Nasional

Putusan MK Soal Anak Luar Nikah Munculkan Pemahaman Beragam

NU Online  ·  Kamis, 10 Mei 2012 | 11:29 WIB

Padang, NU Online
Lahirnya putusan Mahkamah Konstitusi nomor 46/PUU-VIII/2010 tanggal 17 Februari 2012 memunculkan berbagai pendapat tentang pengertian anak luar nikah. Hal ini dinilai dapat berimplikasi kepada konsep perkawinan dan pernikahan itu sendiri.<>

Untuk itu, perlu dirintis upaya harmonisasi aturan hukum tentang perkawinan di Indonesia sehingga dapat meminimalisir disparitas pemahaman aturan hukum di kalangan praktisi hukum.

Hal itu  terungkap pada acara diskusi yang diselenggarakan oleh Pengurus Wilayah Lembaga Bahtsul Masail Nahdlatul Ulama (LBMNU) Sumatera Barat, Rabu (9/5/2012) di aula PWNU Sumbar jalan Ciliwung No. 10 Padang. Tampil sebagai narasumber Rais Syuriyah PWNU Sumbar Prof DR Asasriwarni MH dengan moderator Sekretaris PW LBMNU Firdaus. Hadir Mustasyar NU Sumbar Drs Amiruddin, Ketua LBMNU Sumbar Prof DR Makmur Syarif yang juga Rektor IAIN Imam Bonjol Padang.

Menurut Asasriwarni, pengesahan atau itsbat nikah menurut peraturan perundang-undangan hanya dimungkinkan terhadap perkawinan yang memenuhi syarat syar’i baik pelaksanaannya sebelum maupun sesudah berlakunya undang-undang No. 1 tahun 1974 tentang perkawinan.

“Perkawinan yang dapat dipertanggungjawabkan secara hukum adalah perkawinan yang sesuai peraturan syar’i dan peraturan tautsiqiy.
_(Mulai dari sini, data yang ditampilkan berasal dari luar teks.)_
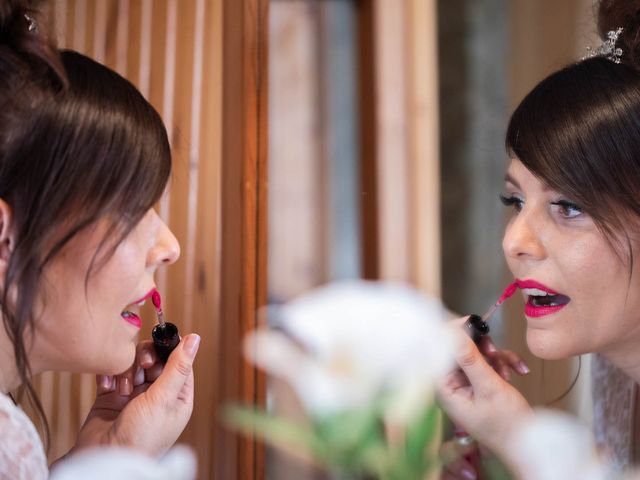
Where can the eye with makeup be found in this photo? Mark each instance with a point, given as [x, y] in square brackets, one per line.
[512, 201]
[567, 209]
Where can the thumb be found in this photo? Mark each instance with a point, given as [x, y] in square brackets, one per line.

Dalam upaya adanya pertanggungjawaban perkawinan  dimaksud, perkawinan yang sesuai dengan peraturan syari’i agar juga memenuhi syarat tautsiqiy, maka itsbat nikah merupakan hal yang mutlak demi tertibnya administrasi perkawinan di wilayah hukum Indonesia sesuai dengan peraturan perundang-undangan yang berlaku serta berimplikasi pada kepastian hukum terhadap status perkawinan, anak, dan harta perkawinan,” kata Asasriwarni.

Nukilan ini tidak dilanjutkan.